Prometheus and Grafana
The Bifrost node and relayer also supports system metric monitoring. This guide will walk you through how to setup Prometheus and Grafana to monitor your node and relayer.
Enable Prometheus
In order to let your Bifrost node and relayer to collect Prometheus metrics, it must be manually enabled. To enable the Prometheus server of your node, the following CLI flags has to be provided and then restarted.
--prometheus-external
: This exposes the Prometheus exporter on all interfaces.--prometheus-port <PORT>
: The default port will be set to9615
. However, if port changes are required, then this flag must be provided.

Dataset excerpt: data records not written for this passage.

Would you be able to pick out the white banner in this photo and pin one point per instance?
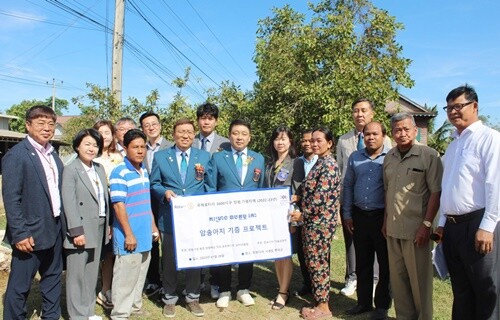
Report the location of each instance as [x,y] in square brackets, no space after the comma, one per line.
[231,227]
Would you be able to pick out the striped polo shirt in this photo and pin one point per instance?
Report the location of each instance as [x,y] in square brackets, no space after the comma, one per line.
[131,187]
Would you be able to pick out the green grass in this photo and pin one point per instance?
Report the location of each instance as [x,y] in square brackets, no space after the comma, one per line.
[264,288]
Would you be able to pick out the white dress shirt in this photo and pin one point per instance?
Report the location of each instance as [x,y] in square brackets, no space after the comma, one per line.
[471,177]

In case that you're operating a full-node, to enable the Prometheus server of your relayer, the following parameters of your configuration YAML file has to be updated as below and restarted.
prometheus_config:
is_enabled: true
is_external: true
port: 8000
If it has been successfully restarted, in both of your services the following log will be printed at the initial launch.
2023-07-14 18:24:54 〽️ Prometheus exporter started at 0.0.0.0:9615
Using Systemd
This section contains how to install and setup Prometheus and Grafana by using Systemd.
Installing Prometheus
First, create the directories required to store the configuration and executable files.
sudo mkdir /etc/prometheus
sudo mkdir /var/lib/prometheus
Then, update your OS and install the latest Prometheus. You can check the latest releases by going to their GitHub repository under the releases page.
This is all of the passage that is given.